Ich bin baff. Wir haben schließlich extra gefragt um in das Gutsinnere zu gehen, entlang der alten Stallungen etc. und der Mann hat uns gefragt, ob unser Opa zur Gutsherrenfamilie gehörte, was wir wahrheitsgemäß verneint haben. Ernte- und Schmiedehelfer sind nicht wirklich herrschaftlich.
Während der weibliche Orkan sich in immer dolleren Beschimpfungen über uns ergießt und sie unserer Erklärung keinerlei Glaube schenkt – wir dürfen nicht Mal ausreden -bemerke ich einen älteren Herren neben mir, der immer nur auf Deutsch “sei ruhig” zu ihr sagt. Und so geht die Frau dann auch -meckernd, moppend, beschimpfend.
Ich bin immer noch entsetzt. Zu Unrecht als verlogenes, dreckiges Pack beschimpft zu werden, als Lügner und ohne Möglichkeit der Erklärung gilt wohl in allen Kulturen als mies. Egal ob in Polen oder Deutschland.
Das war definitiv kein Beitrag zur Völkerverständigung und gespickt von tiefem Hass gegen Deutsche.
Der ältere Herr spricht dann ganz ruhig und freundlich mit uns. Das Gut gehöre einer GmbH. Er sei 1/3 der GmbH, die Frau und ihr Vater die anderen zwei Drittel. Er selbst sei im Westfälischen bei Ibbenbüren geboren und kam vor 20 Jahren nach Dresow. Da Deutsche in Polen nicht alleine Wirtschaften dürften, habe er im Vater der Dame (ursprünglich deutsche Familie, seine Mutter blieb nach dem Krieg in der Pommerschen Heimat In der Nähe der Bütower Berge) einen Kompagnon gefunden. Er habe das nötige Geld in die GmbH eingebracht. (An der Stelle können wir die Abneigung der Däne noch weniger verstehen… Könnte es doch sein, dass ihr ohne diesen Umstand vermutlich auch kein Gut anteilig gehören würde)
Heute habe die GmbH knapp 200 Stück Rinder für die Fleischproduktion und 450 Hektar Land.
Vorher habe das Gut wie viele andere Höfe einem Spanier gehört, der seine Bestände verringern wollte.
In der Zeit habe es auch eine norwegische Künstlerin am Hof gegeben. Von einer Künstlerin bei der man auf dem Gut Kaffee bekam bei einem Besuch hat auch ein Freund meines Grissvaters mir erzählt!

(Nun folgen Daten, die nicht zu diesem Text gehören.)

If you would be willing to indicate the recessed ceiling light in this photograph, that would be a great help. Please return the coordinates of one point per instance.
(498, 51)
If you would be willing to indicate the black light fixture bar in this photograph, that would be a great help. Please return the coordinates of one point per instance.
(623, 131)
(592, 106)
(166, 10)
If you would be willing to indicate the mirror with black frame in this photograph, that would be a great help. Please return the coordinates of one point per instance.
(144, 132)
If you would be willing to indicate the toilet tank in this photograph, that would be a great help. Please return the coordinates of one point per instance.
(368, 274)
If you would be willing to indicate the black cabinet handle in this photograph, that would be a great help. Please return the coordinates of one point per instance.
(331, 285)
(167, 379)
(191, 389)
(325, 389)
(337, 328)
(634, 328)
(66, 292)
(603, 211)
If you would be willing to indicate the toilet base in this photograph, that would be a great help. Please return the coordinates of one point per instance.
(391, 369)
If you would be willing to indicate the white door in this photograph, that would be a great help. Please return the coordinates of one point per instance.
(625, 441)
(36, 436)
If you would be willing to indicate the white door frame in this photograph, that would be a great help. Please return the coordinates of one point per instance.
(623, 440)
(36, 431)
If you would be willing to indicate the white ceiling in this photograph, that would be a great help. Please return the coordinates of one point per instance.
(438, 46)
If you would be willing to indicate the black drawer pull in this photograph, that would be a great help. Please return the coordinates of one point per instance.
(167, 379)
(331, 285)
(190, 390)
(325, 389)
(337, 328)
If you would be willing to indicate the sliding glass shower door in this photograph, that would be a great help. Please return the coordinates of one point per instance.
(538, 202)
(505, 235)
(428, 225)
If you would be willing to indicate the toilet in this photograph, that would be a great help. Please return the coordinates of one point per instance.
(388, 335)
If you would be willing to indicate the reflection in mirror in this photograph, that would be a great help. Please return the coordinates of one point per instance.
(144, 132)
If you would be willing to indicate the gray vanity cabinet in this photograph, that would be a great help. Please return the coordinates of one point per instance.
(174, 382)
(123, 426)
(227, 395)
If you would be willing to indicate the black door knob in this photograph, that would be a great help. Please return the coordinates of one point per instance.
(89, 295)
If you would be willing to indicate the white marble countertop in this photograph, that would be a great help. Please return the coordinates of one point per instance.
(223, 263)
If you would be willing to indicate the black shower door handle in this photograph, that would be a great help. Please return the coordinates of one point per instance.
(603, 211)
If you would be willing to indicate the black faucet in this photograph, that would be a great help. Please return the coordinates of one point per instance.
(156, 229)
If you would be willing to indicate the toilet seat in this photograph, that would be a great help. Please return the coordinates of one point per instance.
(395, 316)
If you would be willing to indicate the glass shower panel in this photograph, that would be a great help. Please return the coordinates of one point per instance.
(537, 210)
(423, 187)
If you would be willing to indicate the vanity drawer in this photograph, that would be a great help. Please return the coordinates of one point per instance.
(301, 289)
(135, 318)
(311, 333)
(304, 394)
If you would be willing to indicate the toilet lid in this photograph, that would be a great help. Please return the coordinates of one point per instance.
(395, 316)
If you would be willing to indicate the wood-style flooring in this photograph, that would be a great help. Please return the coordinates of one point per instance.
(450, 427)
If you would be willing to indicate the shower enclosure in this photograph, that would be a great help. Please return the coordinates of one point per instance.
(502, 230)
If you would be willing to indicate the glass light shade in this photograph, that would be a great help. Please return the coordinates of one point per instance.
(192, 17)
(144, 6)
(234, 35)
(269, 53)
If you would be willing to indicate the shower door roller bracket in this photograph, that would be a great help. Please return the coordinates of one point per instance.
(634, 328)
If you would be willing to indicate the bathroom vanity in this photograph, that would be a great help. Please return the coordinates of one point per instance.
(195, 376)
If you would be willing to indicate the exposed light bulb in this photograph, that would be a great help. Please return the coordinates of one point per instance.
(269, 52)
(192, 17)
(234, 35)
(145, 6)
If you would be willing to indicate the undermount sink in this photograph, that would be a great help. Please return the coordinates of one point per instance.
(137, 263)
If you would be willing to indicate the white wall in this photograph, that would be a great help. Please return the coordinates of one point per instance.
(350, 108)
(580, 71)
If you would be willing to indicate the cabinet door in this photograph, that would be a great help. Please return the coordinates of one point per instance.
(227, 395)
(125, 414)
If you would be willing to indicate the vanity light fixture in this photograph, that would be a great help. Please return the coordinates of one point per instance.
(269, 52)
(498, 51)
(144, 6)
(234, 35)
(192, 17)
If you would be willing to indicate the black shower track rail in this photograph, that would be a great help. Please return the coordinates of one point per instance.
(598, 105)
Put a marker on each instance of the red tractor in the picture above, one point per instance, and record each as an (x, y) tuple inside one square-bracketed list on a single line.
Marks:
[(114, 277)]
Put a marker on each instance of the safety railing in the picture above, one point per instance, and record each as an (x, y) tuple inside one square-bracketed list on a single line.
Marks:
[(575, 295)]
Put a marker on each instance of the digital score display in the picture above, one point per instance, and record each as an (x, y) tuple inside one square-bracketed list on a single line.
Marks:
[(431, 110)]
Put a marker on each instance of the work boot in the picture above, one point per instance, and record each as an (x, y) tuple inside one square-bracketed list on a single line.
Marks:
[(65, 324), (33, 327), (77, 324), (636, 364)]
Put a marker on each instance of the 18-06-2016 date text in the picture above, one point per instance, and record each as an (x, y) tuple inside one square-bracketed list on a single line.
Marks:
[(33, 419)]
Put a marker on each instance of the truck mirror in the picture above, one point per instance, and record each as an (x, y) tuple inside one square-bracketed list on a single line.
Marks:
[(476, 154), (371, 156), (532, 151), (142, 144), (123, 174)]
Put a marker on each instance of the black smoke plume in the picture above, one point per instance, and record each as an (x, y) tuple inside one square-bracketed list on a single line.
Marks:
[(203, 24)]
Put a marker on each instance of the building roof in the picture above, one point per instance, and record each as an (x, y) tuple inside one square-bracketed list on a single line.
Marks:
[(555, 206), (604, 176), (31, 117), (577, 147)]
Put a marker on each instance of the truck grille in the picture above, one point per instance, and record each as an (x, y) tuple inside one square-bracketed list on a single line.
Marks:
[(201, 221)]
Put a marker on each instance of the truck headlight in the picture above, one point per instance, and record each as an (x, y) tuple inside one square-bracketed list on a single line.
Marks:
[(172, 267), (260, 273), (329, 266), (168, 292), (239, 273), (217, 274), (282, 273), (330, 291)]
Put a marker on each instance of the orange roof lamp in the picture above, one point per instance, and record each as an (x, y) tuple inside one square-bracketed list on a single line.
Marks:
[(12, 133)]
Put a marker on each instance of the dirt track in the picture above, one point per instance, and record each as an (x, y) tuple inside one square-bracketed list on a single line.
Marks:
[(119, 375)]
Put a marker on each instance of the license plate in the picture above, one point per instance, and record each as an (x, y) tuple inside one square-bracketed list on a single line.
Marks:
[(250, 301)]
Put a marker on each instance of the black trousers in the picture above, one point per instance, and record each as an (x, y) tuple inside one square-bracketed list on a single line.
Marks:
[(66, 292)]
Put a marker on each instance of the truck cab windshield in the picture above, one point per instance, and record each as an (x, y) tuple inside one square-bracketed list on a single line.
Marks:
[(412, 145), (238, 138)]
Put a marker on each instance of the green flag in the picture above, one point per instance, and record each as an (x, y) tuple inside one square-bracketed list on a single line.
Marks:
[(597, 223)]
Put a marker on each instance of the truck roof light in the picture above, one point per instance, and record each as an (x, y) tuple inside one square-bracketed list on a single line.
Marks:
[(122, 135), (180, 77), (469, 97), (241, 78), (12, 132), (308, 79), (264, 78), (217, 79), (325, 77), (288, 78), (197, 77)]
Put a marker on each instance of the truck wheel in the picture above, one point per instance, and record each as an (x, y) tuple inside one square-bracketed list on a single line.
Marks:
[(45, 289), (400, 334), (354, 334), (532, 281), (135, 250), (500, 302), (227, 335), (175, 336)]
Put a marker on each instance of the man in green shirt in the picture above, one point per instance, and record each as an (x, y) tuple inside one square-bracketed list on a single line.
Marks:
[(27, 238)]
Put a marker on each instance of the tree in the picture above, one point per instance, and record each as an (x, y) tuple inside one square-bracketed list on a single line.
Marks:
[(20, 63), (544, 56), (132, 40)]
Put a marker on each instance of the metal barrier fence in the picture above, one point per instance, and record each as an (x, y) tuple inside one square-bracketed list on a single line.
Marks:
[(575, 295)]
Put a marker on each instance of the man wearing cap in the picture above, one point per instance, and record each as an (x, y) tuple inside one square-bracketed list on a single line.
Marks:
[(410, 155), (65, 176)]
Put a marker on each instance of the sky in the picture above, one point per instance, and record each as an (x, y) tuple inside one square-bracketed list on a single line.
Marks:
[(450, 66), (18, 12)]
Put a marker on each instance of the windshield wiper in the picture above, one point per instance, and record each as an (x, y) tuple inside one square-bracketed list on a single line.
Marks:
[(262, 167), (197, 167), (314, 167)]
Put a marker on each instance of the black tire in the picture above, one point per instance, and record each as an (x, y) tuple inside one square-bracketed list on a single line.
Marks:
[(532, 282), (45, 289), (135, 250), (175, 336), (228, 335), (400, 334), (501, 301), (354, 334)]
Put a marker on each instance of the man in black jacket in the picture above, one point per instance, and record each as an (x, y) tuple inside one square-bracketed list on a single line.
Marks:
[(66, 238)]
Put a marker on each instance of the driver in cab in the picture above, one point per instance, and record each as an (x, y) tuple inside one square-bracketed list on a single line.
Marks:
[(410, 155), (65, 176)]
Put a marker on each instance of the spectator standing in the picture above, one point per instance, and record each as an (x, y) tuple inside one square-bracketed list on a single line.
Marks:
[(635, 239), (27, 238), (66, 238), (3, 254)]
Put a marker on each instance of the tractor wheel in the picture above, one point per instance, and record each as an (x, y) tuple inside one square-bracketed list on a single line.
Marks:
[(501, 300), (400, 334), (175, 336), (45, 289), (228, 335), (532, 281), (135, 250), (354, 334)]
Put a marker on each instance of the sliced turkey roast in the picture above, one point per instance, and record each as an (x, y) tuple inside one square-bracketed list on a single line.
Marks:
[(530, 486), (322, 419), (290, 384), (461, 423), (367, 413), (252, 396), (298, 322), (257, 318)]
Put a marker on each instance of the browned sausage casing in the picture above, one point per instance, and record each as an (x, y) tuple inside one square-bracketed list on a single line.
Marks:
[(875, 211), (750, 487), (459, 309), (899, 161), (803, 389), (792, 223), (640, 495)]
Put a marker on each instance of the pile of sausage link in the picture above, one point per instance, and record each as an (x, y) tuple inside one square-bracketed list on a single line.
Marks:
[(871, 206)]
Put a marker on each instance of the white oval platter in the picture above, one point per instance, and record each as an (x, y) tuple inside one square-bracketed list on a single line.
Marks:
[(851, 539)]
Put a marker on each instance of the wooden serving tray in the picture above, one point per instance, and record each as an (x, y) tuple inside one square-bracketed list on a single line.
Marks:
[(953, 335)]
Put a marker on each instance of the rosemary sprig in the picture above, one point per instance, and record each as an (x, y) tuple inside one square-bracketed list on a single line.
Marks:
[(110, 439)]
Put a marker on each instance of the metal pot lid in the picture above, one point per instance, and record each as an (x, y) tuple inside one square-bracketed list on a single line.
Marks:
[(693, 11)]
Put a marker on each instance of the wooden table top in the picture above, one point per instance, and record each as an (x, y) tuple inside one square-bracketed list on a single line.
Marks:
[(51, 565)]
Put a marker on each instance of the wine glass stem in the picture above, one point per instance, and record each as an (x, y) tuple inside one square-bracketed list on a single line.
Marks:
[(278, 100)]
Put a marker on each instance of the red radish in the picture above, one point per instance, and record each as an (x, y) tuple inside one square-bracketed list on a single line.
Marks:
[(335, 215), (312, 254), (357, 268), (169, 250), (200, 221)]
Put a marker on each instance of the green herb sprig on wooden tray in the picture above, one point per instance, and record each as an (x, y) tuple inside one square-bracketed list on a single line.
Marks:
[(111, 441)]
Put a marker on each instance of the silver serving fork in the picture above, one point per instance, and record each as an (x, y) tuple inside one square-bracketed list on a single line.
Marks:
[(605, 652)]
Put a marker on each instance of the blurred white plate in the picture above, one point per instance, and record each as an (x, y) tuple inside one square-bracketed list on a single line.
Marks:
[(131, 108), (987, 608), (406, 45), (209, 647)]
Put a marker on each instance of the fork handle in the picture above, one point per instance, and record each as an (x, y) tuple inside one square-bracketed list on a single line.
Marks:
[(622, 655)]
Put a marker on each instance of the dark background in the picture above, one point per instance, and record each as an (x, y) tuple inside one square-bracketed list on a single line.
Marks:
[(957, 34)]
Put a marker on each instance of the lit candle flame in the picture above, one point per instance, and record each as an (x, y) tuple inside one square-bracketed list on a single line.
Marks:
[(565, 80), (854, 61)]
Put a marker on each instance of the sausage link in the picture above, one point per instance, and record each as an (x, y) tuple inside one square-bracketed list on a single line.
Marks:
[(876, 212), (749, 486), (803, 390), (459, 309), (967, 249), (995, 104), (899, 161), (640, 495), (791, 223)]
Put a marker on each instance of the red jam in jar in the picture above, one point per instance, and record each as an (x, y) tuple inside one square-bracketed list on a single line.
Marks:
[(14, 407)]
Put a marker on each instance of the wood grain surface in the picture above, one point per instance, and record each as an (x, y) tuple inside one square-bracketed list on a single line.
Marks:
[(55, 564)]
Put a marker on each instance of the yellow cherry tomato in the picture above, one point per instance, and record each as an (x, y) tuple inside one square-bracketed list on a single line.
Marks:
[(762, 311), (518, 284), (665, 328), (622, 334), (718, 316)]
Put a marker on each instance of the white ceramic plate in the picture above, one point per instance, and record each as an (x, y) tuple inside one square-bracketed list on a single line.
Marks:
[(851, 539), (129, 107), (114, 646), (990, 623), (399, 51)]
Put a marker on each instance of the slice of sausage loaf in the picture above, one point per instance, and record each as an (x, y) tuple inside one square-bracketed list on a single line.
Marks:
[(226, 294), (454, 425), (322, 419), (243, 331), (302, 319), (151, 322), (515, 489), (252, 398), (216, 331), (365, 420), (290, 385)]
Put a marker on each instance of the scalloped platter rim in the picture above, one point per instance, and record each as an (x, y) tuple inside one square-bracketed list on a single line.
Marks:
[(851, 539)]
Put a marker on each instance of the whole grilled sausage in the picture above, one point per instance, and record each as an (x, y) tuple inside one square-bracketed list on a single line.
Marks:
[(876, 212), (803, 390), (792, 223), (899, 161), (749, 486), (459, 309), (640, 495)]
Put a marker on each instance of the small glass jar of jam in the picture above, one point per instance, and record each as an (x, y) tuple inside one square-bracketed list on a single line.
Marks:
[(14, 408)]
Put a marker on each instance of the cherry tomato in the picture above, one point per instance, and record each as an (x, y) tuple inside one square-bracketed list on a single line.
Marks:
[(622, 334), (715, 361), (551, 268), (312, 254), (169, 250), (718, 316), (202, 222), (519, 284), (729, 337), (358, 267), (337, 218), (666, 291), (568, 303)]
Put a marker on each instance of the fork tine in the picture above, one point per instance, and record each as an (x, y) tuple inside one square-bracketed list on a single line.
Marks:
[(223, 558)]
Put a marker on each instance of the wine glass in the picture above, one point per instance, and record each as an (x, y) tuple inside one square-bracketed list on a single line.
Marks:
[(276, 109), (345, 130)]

Das Wohnhaus am nördlichen Ende des Gutes stünde unter polnischer Treuhand, die das Haus bzw. die Wohnungen an Familien vermietet.
So gingen wir “klönend” wie man so sagt, zurück zur Hofzufahrt. Die Dame stand dort noch und meckerte noch einmal laut herum. Sie musste auch warten, denn der ältere Herr hatte den Autoschlüssel für das Auto in dem sie offenkundig mit ihm her gekommen war.
Von dem Herren haben wir uns freundlich verabschiedet, nochmals gedankt und sind dann gefahren.
Die Dame haben wir nicht beachtet – das war sie nach ihrem Betragen auch nicht mehr wert!
Tagesausbeute:
Ein netter Herr, der uns den Weg gewiesen hat, vorausgefahren ist und uns an der passenden Kreuzung mitten im Nirgendwo nochmals die Richtung zum Abbiegen angezeigt hat.
Ein netter Herr, der uns wirklich bei der Suche helfen wollte aber keine Zeit hatte und nur wenig Deutsch konnte.
Ein netter 84-jährigem Gutsteilhaber, der einiges erklärt hat.
Und als krönenden Abschluss eine jeder Beschreibung entbehrende Dame, der ich ob ihres ungehörigen Verhaltens auch jetzt noch gerne die Leviten lesen möchte.